Great Plains Studies, Center for

 

Date of this Version

Summer 2002

Citation

Great Plains Quarterly Vol. 22, No. 3, Summer 2002, pp. 228-29.

Comments

Copyright 2002 by the Center for Great Plains Studies, University of Nebraska-Lincoln

Abstract

This book, intended to accompany an international traveling retrospective exhibition, is a welcome contribution to understanding Ed Ruscha's important but underappreciated role in the complex and diverse history of postwar American art. Although he has long been regarded as one of the "important" contemporary artists who came to aesthetic maturity in the mid-1960s, why he is important has not been sufficiently demonstrated. This publication points the way.

The number and quality of reproductions of Rusch a's work are the book's most important contribution. The images alone demonstrate the sheer diversity and energy of Ruscha's aesthetic vocabulary, a vocabulary that is demonstrably more than simply derivative from the West Coast Pop art movement, as his work is often interpreted. The book also includes a comprehensive bibliography, chronology, and checklist of the exhibition's works as well as three short essays that offer perspectives on the significance of Ruscha's achievement.

Although limited in depth, each essay highlights several issues that reveal Ruscha to be a far more influential and relevant figure in the history of contemporary art in the US than is generally supposed. Each essayist assumes this results from the many aesthetic and cultural tensions Ruscha experienced and manifested through his work, tensions that not only animated his aesthetic production but have consequently made it difficult for him to be "categorized" or "assimilated" conveniently into an art historical movement. Perhaps more so than most artists at the time, Ruscha felt the tensions between commercial and fine art; between low and high culture; and between the possibilities and limitations of visual imagery and language. He has said that "When I first became attracted to the idea of being an artist, painting was the last method, it was an almost obsolete, archaic form of communication .... I felt newspapers, magazines, books, words, to be more meaningful than what some damn oil painter was doing."

From where does such a unique aesthetic perspective come? Although not rigorously explored in depth, each of the three essayists implies that Ruscha's experience on the Plains (he was born in Omaha and raised in Oklahoma City) was definitive.
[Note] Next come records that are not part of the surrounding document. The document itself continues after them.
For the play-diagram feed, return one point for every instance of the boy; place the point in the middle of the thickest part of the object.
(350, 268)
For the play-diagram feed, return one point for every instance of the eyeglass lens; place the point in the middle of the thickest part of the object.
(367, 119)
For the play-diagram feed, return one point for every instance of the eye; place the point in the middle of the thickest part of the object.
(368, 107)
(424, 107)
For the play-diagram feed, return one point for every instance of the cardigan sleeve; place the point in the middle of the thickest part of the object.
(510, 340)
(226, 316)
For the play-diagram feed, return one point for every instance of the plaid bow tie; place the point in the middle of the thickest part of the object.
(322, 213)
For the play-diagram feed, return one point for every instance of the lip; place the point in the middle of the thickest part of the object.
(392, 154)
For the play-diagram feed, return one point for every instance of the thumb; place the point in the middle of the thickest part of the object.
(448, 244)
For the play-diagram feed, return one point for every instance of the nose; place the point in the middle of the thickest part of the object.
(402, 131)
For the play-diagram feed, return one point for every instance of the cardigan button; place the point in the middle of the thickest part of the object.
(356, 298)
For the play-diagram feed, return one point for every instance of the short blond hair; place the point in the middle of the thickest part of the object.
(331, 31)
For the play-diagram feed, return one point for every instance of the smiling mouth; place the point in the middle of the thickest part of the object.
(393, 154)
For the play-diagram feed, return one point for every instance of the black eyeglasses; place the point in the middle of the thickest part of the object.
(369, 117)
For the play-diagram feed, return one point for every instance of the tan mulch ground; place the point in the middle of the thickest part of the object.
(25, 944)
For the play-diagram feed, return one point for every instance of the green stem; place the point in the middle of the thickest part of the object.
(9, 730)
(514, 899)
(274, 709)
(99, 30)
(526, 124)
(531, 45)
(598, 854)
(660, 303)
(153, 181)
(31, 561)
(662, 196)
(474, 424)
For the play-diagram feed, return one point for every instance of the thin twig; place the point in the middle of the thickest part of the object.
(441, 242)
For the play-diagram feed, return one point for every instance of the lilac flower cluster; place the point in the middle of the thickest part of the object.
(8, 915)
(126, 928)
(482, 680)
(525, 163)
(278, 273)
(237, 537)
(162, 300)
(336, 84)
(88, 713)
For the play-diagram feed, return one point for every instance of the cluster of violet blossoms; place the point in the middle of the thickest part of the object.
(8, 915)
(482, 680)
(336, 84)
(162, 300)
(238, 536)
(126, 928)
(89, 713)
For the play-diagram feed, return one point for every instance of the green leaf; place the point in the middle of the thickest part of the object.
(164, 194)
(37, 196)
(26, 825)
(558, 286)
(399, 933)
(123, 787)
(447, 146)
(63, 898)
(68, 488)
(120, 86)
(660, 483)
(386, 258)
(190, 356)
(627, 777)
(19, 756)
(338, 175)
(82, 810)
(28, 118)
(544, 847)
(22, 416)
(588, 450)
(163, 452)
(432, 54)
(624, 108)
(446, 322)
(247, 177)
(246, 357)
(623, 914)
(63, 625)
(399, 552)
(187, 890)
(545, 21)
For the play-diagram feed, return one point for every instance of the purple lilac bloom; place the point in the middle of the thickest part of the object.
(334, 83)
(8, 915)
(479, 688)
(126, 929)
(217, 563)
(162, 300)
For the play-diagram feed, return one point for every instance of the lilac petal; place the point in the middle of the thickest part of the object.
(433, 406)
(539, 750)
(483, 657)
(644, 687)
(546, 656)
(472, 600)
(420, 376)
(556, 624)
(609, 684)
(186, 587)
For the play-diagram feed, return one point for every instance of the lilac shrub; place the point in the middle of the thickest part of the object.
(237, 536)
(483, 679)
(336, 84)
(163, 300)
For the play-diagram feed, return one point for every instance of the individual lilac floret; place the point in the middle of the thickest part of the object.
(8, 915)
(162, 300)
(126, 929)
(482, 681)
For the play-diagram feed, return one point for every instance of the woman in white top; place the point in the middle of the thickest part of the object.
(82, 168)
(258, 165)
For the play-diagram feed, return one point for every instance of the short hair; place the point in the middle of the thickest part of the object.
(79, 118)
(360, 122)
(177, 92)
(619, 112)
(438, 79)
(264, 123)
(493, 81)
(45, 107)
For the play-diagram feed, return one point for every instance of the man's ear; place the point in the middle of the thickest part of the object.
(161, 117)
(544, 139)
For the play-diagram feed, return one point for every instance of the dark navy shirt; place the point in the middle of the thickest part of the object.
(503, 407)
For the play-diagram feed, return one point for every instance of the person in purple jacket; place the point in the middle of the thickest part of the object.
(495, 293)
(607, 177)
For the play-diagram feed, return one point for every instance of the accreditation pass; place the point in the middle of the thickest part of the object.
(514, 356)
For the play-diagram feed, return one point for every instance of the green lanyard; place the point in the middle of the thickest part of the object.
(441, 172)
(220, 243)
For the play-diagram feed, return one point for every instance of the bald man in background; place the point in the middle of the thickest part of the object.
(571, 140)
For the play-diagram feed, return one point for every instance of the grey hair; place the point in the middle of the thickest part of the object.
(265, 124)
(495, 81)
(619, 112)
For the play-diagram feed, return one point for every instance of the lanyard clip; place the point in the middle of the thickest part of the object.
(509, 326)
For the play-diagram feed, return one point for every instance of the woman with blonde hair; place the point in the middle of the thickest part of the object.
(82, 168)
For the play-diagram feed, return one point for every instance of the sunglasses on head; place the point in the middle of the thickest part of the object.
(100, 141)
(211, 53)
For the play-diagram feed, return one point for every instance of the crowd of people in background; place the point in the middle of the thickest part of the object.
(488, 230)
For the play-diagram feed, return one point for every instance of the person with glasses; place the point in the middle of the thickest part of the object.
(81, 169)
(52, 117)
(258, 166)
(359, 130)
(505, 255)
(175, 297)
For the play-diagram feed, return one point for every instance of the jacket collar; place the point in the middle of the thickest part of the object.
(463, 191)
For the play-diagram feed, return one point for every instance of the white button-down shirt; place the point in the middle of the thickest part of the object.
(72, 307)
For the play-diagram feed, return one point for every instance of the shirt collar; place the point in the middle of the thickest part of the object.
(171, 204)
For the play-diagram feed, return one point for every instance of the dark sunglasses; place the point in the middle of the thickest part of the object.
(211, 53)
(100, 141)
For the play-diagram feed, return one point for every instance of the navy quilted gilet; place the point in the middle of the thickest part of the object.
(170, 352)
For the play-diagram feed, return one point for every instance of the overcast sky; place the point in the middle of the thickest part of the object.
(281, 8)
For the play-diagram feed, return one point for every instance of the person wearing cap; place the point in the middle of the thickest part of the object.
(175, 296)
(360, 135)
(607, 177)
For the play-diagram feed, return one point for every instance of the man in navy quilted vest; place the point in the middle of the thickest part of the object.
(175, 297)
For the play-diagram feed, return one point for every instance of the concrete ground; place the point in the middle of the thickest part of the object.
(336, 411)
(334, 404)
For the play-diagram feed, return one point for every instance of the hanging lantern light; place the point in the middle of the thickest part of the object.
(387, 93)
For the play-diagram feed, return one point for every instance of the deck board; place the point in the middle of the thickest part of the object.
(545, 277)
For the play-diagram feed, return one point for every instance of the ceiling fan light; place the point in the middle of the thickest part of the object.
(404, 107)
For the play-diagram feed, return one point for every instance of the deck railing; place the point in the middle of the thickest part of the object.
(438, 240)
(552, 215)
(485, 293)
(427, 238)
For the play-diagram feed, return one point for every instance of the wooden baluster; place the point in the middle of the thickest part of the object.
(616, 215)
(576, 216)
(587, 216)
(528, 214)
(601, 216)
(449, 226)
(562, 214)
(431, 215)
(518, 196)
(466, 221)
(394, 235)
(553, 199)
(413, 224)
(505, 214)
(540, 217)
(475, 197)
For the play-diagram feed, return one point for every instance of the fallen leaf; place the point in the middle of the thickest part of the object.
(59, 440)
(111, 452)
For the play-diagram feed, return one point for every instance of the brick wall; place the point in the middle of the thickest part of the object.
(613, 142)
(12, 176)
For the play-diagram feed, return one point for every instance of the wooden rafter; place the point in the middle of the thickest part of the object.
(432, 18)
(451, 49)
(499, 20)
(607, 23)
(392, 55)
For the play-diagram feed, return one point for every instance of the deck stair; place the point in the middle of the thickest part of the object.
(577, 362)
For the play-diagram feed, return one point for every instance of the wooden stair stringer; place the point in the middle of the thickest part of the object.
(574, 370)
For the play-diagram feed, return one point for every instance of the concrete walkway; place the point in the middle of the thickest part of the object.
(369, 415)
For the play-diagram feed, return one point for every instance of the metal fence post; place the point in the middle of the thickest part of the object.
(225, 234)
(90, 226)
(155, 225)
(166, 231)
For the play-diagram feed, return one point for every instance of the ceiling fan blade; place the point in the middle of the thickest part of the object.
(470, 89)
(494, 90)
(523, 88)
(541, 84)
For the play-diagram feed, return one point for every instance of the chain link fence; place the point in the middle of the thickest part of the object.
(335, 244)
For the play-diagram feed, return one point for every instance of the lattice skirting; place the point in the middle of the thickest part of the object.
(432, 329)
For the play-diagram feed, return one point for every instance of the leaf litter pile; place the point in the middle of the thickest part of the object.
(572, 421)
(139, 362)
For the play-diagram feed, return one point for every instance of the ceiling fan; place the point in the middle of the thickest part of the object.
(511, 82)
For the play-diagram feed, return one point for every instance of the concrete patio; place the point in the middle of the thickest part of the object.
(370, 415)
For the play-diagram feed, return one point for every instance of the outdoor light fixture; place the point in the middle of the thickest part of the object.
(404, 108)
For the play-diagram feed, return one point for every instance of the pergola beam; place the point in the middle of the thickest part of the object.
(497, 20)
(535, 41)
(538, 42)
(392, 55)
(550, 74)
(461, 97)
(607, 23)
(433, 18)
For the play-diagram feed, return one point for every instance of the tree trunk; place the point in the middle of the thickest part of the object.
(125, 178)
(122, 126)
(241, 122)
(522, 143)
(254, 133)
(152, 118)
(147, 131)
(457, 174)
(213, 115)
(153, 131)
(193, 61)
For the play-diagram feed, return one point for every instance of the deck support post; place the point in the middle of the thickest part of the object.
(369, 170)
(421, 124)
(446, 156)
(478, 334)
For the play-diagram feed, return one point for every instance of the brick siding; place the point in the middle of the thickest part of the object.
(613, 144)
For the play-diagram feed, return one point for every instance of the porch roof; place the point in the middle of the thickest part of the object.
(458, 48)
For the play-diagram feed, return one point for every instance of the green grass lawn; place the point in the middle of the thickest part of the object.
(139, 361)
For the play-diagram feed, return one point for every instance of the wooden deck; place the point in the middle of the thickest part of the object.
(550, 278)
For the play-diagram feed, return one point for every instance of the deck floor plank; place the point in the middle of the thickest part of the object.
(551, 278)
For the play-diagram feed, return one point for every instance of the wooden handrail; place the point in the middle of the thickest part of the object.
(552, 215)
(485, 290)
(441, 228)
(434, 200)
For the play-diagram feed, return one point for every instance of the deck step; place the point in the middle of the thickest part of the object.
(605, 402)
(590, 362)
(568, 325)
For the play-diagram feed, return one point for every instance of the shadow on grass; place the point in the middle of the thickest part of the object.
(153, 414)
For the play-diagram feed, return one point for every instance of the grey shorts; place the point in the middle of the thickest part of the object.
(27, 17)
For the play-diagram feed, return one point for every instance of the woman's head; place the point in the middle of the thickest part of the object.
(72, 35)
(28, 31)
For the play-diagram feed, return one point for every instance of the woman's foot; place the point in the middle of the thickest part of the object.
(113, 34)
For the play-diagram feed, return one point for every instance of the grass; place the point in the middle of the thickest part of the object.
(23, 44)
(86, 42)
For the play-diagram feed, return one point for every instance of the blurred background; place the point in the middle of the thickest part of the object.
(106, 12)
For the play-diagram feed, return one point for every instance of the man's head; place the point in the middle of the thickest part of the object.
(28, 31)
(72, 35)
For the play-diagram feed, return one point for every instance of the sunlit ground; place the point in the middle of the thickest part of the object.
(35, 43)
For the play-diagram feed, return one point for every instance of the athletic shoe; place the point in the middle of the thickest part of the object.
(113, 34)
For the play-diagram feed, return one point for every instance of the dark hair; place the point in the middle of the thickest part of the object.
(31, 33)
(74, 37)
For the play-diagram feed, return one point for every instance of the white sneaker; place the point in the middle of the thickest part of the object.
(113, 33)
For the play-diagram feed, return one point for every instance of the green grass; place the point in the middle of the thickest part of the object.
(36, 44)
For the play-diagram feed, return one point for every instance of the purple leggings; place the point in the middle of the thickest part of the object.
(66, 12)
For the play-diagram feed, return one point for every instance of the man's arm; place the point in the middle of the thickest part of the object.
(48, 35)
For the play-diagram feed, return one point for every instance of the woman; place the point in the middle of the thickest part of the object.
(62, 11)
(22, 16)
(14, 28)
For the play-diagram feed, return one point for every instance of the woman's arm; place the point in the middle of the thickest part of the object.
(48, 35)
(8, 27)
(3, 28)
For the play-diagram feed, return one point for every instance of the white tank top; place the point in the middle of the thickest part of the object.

First, his aesthetic sense was not nourished on a heavy diet of high art found in museums, but on the more diverse and less defined sphere of an emerging and dynamic visual culture that included commercial art, graphic design, typography, and other less traditional forms of artistic expression that saturated the world outside art museums and galleries. For Ruscha, the traditional boundaries between "high" and "popular" art, between the art of museums and that of billboards and posters, between words and images, were much more blurry than others. His experience on the Plains, it appears, contributed to this unique perspective.